Using a Dialogic D41H card installed in an IRT lab PC, implement a gateway between the Internet and analog telephone lines. This allows Internet telephones or sipc PC-basec Internet telephony clients to make calls to the legacy phone system, and receive calls. Audio from the gateway is packetized using RTP and then send to the network device.
Additional hints can be found in the ITX project page.
The gateway uses the IRT SIP library (contact: Kundan Singh) or MGCP. MGCP source code is available from Vovida, for example.
Contact Jonathan Lennox to obtain the RTP library.
Requires lower-layer C/C++ programming; familiarity with socket programming.
Using dx_rec() and other functions, program the card to generate and receive audio RTP packets.
All calls from the gateway should be directed to a pre-configured SIP server. You may use the SIP library for setting up calls and the RTP library for sending and receiving audio data.
For advanced group projects, this gateway can be extended so that a phone caller can "dial up" an Internet address.
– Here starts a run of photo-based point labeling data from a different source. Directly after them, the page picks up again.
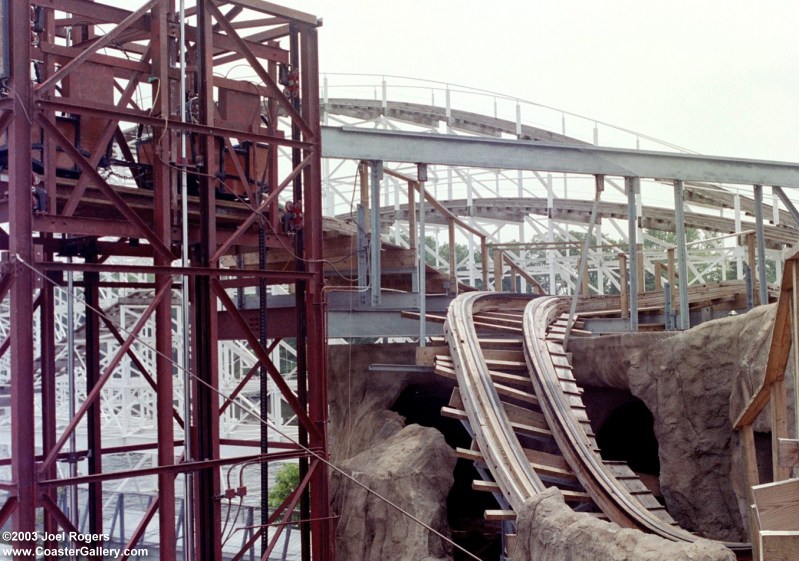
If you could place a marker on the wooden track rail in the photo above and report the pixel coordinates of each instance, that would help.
(518, 398)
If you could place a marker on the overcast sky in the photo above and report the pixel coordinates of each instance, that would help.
(718, 77)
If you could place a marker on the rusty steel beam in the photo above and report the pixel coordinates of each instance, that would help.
(34, 247)
(323, 537)
(24, 486)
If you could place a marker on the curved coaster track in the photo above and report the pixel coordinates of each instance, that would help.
(518, 398)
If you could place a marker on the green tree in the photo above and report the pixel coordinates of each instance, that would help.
(287, 479)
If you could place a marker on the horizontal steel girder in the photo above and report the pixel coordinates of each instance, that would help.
(391, 146)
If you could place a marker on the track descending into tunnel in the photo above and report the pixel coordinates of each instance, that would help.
(518, 398)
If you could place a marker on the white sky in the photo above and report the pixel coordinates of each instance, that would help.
(718, 77)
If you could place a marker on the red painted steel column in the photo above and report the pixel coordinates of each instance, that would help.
(321, 531)
(163, 313)
(94, 414)
(47, 361)
(208, 520)
(21, 297)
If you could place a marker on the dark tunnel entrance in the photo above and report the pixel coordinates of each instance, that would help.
(627, 434)
(421, 403)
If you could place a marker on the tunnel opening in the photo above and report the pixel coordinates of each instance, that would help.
(628, 435)
(624, 429)
(421, 404)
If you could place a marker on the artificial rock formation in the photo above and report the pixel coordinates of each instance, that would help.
(548, 530)
(412, 466)
(688, 380)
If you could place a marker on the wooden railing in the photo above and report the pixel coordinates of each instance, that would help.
(453, 222)
(774, 514)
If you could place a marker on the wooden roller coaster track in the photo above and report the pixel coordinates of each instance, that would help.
(518, 398)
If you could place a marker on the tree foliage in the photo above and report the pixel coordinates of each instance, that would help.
(287, 479)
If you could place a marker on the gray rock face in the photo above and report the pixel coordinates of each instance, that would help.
(548, 530)
(411, 466)
(413, 469)
(694, 383)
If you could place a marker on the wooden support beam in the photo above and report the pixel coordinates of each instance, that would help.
(624, 287)
(778, 505)
(779, 428)
(788, 452)
(750, 260)
(779, 546)
(497, 270)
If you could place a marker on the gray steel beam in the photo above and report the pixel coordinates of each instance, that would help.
(358, 144)
(421, 251)
(376, 169)
(762, 282)
(633, 185)
(787, 202)
(682, 256)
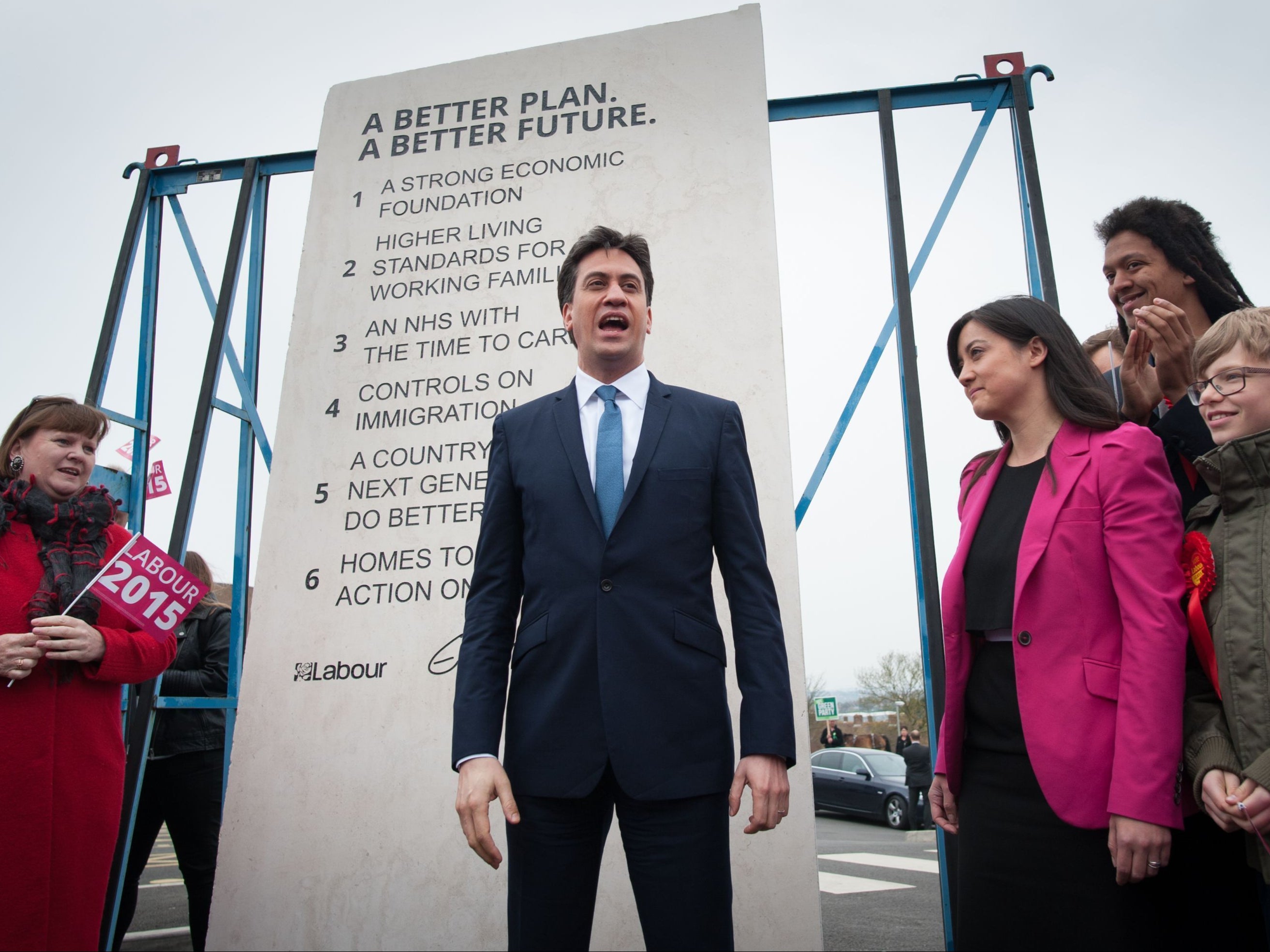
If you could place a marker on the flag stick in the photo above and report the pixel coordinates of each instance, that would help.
(111, 562)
The phone answers Welcome to the Internet telephony gateway service. Please enter the email address or extension, using * for the "at" sign. The user then "types" in the beginning of a name or email address using the phone's numeric keys (447 for hgs, for example), with the text-to-speech facility offering the list of ambiguous choices. You should be able to resolve both ambiguous user names (e.g., from the /etc/passwd file) and ambiguous host names (e.g., by acquiring a zone dump of the .com entries).
As a low-priority item, consider also the restriction of outgoing phone calls.
Your system must handle the case when no outgoing phone line is available.
Documentation, and an index of documentation for the card are available.